Glue is another critical area. Yellow carpenters glue and the type 2 glues aren't adequate. Polyurethane glue is waterproof but not food grade. And it stains the wood. A type 3 cross-linked polymer glue that is rated food safe is the best choice.

To try to put an end grain block through a planer is a huge mistake. Very hard on the machine, the blades and the stock. The only way to flatten an end grain board is on a wide belt sander. The best and most economical way is to rent time on a commercial sander, more than worth the time and expense. I normally haul a load weekly to a commercial shop. The $50 per hours is a great investment that saves me hours of tedious sanding.

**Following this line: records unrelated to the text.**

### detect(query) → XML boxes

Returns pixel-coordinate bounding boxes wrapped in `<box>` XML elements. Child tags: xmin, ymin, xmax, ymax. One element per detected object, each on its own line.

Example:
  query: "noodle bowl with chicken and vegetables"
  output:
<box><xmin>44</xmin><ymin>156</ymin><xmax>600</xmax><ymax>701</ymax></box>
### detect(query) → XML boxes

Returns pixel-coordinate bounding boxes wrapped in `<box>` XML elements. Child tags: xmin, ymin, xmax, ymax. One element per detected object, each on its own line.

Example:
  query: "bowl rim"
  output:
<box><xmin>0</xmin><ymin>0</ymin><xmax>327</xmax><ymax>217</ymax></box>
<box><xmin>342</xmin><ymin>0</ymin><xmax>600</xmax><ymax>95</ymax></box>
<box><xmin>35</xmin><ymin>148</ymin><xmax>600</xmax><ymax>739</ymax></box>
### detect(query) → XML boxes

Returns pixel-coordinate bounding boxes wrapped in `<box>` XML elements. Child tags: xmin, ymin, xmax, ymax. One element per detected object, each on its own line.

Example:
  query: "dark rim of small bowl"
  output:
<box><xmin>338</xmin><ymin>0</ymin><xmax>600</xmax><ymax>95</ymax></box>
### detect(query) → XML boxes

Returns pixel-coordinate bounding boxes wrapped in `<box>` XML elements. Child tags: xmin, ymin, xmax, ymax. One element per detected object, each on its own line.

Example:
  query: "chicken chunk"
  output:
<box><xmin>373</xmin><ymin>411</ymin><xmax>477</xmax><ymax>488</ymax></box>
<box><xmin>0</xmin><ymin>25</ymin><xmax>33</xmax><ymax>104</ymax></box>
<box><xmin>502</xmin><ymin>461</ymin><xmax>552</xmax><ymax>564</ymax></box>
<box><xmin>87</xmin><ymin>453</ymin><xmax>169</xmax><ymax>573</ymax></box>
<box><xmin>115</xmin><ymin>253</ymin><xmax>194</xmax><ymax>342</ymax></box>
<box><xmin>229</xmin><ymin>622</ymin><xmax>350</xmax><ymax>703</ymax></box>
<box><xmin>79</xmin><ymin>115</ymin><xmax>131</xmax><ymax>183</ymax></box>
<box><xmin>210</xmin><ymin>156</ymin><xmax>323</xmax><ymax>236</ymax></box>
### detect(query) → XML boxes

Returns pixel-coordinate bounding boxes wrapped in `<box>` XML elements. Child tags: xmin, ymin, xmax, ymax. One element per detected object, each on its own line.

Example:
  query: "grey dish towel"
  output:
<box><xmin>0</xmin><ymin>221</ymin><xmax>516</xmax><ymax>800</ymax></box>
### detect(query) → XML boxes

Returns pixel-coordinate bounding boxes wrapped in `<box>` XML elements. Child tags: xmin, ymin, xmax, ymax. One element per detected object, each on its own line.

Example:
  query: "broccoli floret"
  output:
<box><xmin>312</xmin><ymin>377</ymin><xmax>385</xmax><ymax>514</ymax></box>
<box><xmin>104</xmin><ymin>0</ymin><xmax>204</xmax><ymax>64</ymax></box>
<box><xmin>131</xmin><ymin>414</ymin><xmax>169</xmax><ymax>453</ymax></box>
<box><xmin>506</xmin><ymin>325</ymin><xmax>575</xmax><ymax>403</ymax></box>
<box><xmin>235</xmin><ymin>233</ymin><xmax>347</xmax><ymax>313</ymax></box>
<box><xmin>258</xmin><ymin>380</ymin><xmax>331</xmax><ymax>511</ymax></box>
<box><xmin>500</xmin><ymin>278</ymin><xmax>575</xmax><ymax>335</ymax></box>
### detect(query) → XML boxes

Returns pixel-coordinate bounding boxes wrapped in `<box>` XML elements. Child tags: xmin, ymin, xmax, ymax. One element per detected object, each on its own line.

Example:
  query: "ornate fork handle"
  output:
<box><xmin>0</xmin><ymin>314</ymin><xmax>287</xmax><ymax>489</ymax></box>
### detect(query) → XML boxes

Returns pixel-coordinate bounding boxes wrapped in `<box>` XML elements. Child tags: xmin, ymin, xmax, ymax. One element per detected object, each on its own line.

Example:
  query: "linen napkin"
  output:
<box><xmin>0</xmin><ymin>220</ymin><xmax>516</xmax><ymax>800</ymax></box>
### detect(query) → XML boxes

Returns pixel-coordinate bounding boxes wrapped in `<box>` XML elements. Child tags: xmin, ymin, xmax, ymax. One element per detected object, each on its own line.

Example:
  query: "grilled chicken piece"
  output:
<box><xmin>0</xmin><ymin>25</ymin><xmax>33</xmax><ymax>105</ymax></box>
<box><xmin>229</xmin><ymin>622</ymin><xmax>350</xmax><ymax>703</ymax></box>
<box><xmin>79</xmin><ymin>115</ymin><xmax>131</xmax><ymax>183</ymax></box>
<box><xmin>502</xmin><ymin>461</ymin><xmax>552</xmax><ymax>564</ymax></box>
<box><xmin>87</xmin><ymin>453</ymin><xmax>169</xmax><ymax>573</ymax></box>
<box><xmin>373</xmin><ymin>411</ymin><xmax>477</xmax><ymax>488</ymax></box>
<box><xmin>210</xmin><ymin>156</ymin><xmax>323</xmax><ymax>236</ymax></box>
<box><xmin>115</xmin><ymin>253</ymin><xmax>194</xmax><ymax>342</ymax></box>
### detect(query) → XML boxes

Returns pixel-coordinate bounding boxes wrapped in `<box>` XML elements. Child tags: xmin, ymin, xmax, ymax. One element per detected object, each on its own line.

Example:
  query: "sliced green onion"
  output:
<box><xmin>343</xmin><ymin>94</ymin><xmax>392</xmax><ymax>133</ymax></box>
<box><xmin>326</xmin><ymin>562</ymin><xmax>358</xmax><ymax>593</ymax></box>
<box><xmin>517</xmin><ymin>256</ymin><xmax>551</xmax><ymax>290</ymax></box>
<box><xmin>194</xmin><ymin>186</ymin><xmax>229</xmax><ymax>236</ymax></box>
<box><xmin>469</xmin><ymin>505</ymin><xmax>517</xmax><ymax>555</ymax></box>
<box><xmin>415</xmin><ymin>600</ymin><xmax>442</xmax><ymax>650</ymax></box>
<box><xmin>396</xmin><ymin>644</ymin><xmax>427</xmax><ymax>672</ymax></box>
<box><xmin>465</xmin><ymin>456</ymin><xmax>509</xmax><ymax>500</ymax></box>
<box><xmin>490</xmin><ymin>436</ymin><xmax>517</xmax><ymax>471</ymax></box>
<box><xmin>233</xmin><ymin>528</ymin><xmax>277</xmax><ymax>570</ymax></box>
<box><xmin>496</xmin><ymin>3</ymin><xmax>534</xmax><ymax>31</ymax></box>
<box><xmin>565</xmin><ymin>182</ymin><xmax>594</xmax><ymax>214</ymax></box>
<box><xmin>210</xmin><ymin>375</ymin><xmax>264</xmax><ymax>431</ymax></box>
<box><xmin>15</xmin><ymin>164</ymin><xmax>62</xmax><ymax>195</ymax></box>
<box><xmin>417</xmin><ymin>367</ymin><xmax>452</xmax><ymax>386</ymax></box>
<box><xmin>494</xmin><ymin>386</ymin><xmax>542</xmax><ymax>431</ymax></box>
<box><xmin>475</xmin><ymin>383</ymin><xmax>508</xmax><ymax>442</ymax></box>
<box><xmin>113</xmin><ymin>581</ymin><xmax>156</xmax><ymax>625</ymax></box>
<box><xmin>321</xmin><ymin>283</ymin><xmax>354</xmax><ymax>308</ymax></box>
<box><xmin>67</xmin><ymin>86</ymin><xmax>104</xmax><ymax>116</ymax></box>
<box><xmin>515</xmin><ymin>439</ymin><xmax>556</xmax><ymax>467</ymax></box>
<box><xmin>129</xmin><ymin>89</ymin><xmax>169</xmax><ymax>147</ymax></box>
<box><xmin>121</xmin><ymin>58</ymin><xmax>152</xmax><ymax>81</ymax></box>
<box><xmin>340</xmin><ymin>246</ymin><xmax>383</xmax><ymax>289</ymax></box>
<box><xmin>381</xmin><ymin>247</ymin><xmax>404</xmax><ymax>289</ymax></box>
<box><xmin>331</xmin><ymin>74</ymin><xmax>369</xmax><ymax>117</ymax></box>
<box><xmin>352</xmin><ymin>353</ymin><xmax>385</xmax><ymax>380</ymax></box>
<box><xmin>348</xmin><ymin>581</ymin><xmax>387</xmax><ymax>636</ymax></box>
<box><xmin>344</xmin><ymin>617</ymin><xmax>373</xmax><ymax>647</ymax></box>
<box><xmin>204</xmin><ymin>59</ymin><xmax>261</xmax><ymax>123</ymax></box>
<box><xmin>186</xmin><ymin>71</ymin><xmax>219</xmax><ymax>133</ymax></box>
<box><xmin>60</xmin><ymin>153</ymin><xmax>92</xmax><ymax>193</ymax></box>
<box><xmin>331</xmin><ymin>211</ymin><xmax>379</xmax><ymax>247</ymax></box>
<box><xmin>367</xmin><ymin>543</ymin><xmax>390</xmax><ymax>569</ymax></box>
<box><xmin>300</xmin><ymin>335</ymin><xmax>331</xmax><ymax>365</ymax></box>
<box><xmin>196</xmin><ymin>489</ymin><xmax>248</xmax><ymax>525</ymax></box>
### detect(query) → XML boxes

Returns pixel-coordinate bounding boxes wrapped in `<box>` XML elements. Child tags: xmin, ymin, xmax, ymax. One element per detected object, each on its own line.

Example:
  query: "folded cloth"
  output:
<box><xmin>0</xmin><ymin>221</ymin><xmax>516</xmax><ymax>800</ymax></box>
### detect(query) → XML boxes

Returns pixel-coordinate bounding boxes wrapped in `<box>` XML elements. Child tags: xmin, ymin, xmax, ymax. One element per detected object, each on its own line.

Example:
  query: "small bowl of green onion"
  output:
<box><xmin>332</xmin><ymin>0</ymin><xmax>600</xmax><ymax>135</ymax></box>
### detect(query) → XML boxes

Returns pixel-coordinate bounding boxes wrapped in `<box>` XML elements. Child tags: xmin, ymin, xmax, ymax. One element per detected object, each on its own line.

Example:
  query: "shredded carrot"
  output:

Sanding after the wide belt sander can be a chore. Light weight homeowner tools just can't do the work adequately. This is where the dollars invested in tools equals the work value received. (A $50 belt sander can't do the same work as a $250 belt sander and won't last as long.)

Last but not least is the choice for seasoning. Vegetable and olive oil are the choices for the unknowing and uninformed. They will go rancid. Either use nothing or use mineral oil.

Cutting boards are a good project for someone with a lot of time to experiment with. But for someone who is serious about the results, the labor involved may be a deterrent.

What tools to use - No suggestions other than to purchase the best you can afford and don't skimp on quality.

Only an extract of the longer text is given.